This study aims to highlight geographical and temporal variability in topography and morphology of oesophago-gastric cancers observed in Europe in the period 1995-2013.

2 Methodology

Data collected in the framework of the ENCR-JRC (European Commission’s Joint Research Centre) data call (18) and feeding the European Cancer Information System (ECIS) (1) were used to assess the variability of topography and morphology registration of gastric and oesophageal cancer in Europe in the period 1995-2014, corresponding to the latest 20 years currently available in ECIS. In order to reduce fluctuations in data patterns, population-based PBCRs which submitted at least 17 out of 20 incidence years in the considered time interval were included in the study. Since the number of cases was smaller, figures do not show data for the year 2014.

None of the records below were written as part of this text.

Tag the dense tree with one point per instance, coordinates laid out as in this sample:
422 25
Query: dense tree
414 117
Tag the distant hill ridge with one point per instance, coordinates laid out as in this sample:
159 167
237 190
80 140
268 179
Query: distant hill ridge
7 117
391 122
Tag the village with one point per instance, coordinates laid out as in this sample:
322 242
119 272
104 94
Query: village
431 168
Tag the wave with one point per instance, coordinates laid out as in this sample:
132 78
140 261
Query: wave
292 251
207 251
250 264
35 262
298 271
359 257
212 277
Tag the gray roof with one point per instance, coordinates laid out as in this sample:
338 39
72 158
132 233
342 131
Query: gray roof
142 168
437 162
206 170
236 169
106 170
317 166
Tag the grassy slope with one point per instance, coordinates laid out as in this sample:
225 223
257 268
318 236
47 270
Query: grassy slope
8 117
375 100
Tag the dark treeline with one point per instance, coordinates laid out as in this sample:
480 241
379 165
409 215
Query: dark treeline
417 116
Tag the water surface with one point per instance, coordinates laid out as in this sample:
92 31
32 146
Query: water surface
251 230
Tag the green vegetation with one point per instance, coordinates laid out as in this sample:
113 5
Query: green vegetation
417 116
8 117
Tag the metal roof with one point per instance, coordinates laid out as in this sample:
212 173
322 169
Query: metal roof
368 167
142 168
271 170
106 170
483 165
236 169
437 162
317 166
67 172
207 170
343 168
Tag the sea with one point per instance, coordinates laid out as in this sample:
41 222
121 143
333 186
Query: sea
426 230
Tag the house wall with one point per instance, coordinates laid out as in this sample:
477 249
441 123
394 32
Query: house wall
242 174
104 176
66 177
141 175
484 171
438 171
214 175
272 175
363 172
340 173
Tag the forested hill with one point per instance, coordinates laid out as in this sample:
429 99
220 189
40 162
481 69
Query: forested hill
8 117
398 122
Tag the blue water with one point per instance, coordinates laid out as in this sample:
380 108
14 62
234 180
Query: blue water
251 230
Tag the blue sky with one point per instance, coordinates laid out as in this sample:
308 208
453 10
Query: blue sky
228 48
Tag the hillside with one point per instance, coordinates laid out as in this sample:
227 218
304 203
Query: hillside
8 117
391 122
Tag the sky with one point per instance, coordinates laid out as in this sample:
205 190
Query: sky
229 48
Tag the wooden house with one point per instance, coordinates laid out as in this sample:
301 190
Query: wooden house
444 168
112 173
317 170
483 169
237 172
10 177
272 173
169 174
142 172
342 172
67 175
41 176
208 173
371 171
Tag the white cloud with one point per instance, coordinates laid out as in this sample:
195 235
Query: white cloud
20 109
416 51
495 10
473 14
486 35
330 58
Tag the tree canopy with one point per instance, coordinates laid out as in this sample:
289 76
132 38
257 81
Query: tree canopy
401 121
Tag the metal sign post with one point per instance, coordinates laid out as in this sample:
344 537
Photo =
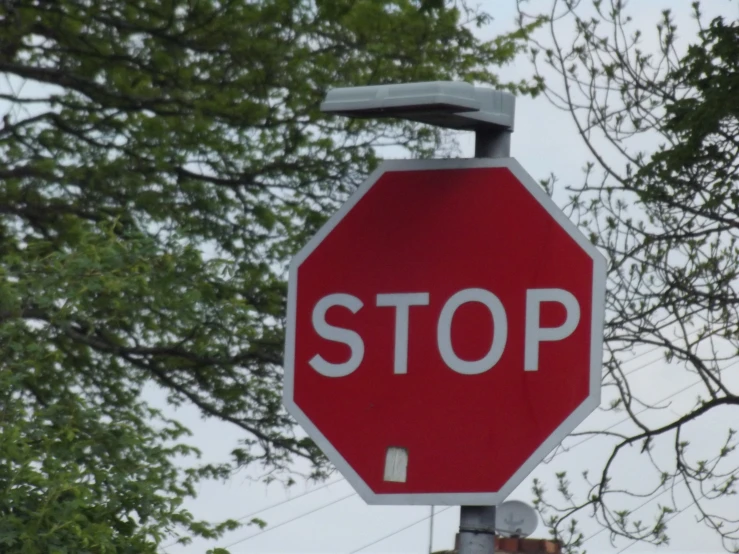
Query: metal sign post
449 233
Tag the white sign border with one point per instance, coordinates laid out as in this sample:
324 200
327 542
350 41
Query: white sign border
567 426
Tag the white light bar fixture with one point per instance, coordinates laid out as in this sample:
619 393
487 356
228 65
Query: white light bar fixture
456 105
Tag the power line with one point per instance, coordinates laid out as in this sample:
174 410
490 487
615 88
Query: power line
648 501
314 510
275 505
398 531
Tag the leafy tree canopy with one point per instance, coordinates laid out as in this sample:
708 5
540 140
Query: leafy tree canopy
159 162
668 220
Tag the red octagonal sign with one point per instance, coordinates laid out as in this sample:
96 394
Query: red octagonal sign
444 332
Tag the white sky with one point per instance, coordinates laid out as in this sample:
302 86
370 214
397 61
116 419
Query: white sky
545 142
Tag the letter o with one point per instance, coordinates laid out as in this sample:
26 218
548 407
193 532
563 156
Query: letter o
444 331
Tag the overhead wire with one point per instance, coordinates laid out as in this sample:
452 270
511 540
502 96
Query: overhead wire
634 370
397 531
647 501
287 521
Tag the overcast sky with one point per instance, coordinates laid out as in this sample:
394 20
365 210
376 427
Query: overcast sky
544 142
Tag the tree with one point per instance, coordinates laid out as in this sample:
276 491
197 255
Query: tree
667 219
159 162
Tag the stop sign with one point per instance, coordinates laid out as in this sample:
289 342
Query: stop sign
444 332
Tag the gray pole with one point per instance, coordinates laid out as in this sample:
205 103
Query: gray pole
431 531
477 523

Malignant cancers of the stomach and the oesophagus were selected following, respectively, topography codes C16 and C15 of the International Classification of Diseases for Oncology, third edition (ICD-O-3) (19). Carcinomas and unspecified types of cancer were considered for the study, whereas haematological malignancies (particularly primary lymphomas), gastrointestinal stromal tumours, sarcomas and neuroendocrine tumours were excluded. Carcinomas and unspecified types of cancer were 98.3% of all solid oesophago-gastric cancers. Tumours with a death certificate as only basis of diagnosis (representing 4.1% of solid tumours) were also excluded.

For the analyses by subsite, ICD-O-3 topography codes were grouped as follows:

- C15.0-C15.3, Upper one-third of the oesophagus.

- C15.4, Middle one-third of the oesophagus.

- C15.5, Lower one-third of the oesophagus.

- C15.8, Overlapping lesion of the oesophagus.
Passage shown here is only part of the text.